Brazilian Forests Fall Silent as Yellow Fever Decimates Threatened Monkeys
https://www.scientificamerican.com/article/brazilian-forests-fall-silent-as-yellow-fever-decimates-threatened-monkeys/
Karen Strier knew something was wrong as soon as she entered the patch of Brazil’s Atlantic Forest in the southeastern state of Minas Gerais where she has been studying primates for 35 years. Instead of the usual deafening roar of howler monkeys, some of the most common monkeys in the region, there was an “eerie silence, like when something is wrong,” says the University of Wisconsin–Madison anthropologist. “It was stunning.” The animals had been silenced by the yellow fever virus, which had wiped out most of the local population of 500 howler monkeys.
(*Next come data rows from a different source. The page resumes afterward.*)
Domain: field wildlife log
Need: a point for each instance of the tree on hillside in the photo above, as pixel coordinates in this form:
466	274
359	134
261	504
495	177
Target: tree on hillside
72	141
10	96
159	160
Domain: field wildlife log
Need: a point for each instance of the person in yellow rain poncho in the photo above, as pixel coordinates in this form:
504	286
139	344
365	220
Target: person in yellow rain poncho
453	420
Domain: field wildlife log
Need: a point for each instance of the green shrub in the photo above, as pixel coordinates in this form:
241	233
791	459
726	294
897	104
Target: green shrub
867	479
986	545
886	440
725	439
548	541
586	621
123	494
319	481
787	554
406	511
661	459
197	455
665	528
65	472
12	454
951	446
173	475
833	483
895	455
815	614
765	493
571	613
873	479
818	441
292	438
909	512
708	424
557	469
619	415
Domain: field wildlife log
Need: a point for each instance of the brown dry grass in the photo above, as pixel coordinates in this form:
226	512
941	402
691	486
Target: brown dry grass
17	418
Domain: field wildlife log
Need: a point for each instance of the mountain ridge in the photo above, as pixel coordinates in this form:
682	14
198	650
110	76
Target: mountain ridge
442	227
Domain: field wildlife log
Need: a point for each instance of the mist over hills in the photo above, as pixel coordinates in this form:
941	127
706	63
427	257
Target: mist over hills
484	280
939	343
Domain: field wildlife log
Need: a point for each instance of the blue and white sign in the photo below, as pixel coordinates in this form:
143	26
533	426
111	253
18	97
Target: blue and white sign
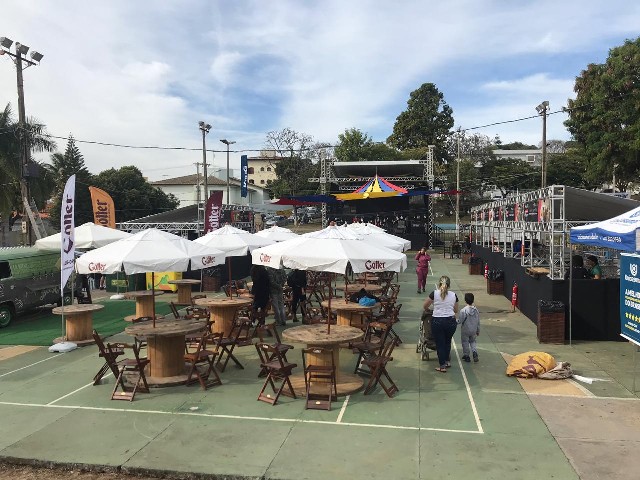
630	297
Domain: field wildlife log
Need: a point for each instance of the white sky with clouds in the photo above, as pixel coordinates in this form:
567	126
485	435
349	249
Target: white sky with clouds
144	73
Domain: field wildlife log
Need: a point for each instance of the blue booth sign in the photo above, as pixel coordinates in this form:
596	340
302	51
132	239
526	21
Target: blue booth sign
630	297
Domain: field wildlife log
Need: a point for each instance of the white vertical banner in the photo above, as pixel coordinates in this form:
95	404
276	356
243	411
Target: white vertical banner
67	225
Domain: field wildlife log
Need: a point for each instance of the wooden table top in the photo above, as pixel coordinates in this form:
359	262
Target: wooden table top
185	281
166	327
317	334
340	304
143	293
77	308
223	302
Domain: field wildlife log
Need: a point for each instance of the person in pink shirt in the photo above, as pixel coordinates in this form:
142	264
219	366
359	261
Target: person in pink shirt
423	259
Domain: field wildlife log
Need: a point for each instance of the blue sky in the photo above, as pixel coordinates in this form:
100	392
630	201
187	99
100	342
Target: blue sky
144	73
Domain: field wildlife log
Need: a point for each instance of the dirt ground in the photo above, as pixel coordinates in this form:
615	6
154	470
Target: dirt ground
28	472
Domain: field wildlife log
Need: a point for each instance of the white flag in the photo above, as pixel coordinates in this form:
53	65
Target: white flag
67	226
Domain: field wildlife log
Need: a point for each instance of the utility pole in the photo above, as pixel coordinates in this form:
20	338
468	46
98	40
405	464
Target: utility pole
542	109
458	190
18	59
227	143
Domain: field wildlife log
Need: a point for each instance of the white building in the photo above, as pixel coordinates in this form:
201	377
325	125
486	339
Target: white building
185	189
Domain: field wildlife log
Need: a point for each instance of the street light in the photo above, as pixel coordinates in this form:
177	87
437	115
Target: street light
21	62
204	127
227	143
542	109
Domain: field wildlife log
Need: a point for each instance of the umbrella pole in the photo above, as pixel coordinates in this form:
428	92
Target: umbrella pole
329	312
153	296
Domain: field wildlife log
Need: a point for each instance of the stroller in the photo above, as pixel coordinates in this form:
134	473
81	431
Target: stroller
426	343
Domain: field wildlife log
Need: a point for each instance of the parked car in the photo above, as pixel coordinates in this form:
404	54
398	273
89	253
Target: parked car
279	220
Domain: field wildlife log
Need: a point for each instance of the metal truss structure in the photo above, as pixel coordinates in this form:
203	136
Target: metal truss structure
544	243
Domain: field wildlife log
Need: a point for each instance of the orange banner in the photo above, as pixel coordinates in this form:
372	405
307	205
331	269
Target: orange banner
104	212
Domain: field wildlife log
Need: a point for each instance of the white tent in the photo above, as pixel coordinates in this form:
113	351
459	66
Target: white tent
86	236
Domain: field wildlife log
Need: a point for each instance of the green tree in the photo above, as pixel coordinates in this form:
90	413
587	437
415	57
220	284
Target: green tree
11	164
296	151
133	196
427	120
605	115
61	168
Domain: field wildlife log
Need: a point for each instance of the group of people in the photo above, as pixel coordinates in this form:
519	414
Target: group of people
268	285
446	316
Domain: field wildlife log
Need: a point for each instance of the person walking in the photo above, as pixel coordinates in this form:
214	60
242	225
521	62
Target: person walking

Since Strier’s visit in 2017 yellow fever has spread amongst monkeys and humans from the Amazon, where it is endemic, to southeastern Brazil, becoming the biggest outbreak of the disease in 80 years. Although epidemiologists consider efforts to vaccinate the human population a success, inoculation is not currently practical for other primates. With the mortality rate reaching 90 percent in some of the 15 species of monkeys affected (including howler monkeys), the outbreak piles on top of the other threats such as habitat loss and poaching. It also raises concerns about long-term impacts on the ecology of the fragile Atlantic Forest, where only 12.4 percent of the original canopy remains—a deforestation process that has been ongoing since the first Portuguese explorers arrived at the beginning of the 16th century. “Once yellow fever reaches a forest, there’s nothing we can do to detain it. When that happens, we can simply watch how it spreads,” says biologist Sérgio Lucena Mendes, a professor at the Federal University of Espírito Santo and director of the National Atlantic Forest Research Institute who is working on measures to control the outbreak and save the monkeys.